NEW YORK, NY
NEW YORKERS may never think of riding the subway the same way again. The city’s cheekby-jowl charms became its greatest liability as it soared to become the global epicenter of the pandemic in a matter of weeks. The steep growth rate indicated the virus probably arrived in the city well before the first case was reported on March 1st. By March 30th, when photographers George Etheredge and Natalie Keyssar were chronicling New York City, cases had topped 38,000, and the U.S. Navy hospital ship Comfort arrived that morning to help overwhelmed hospitals. Life had come to an eerie standstill, with the peel of sirens replacing the daily scrum of cabs and pedestrians. Residents, only allowed to leave the house for essential work, exercise, or groceries, stood in long, socially distanced lines at supermarkets like this one (left) in East Williamsburg, Brooklyn. A week later, the city passed a grim landmark when more people died from the coronavirus than had died on 9/11, and New
York state registered more confirmed cases than all of Italy or Spain, the hardest-hit countries in Europe.
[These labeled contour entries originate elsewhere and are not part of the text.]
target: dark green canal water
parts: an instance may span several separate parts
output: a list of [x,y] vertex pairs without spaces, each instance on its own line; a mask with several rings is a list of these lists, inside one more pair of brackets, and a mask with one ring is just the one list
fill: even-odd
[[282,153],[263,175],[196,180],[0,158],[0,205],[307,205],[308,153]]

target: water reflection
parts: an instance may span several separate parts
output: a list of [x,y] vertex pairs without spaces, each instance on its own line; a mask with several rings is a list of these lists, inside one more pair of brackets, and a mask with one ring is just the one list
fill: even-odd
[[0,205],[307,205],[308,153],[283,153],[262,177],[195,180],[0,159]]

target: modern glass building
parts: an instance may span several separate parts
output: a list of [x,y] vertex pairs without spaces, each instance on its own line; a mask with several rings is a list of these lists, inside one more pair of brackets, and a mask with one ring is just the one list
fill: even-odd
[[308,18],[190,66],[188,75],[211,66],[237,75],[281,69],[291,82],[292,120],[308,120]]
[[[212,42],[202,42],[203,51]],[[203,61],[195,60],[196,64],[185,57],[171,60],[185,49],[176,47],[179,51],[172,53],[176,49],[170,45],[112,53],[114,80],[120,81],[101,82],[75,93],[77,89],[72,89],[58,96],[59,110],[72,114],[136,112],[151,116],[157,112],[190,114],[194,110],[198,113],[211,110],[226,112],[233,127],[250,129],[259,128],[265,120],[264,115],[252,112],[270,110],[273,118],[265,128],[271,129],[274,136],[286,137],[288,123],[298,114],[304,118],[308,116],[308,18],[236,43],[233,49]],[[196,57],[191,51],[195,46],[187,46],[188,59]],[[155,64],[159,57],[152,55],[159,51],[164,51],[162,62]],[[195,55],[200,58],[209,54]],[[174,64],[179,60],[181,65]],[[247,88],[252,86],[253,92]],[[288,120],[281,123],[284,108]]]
“I’VE TAKEN a lot of upsetting pictures in my life, and this was definitely a disturbing moment for me,” Keyssar says of an elderly woman she saw at Union Square (above). “Because you know how high the mortality rate is with the older population.” Etheredge saw an anxious taxi driver (left) watch a hearse pull out of Bellevue Hospital, where tents and trucks, comprising a makeshift morgue, had been brought in. When the starkwhite Navy hospital ship Comfort (right) lumbered up the Hudson River to Pier 90, “it was pretty dramatic to see,” says Etheredge. “People were peering through the quarantine barricades and taking pictures, and the police started to kick them out if they were too close to each other.”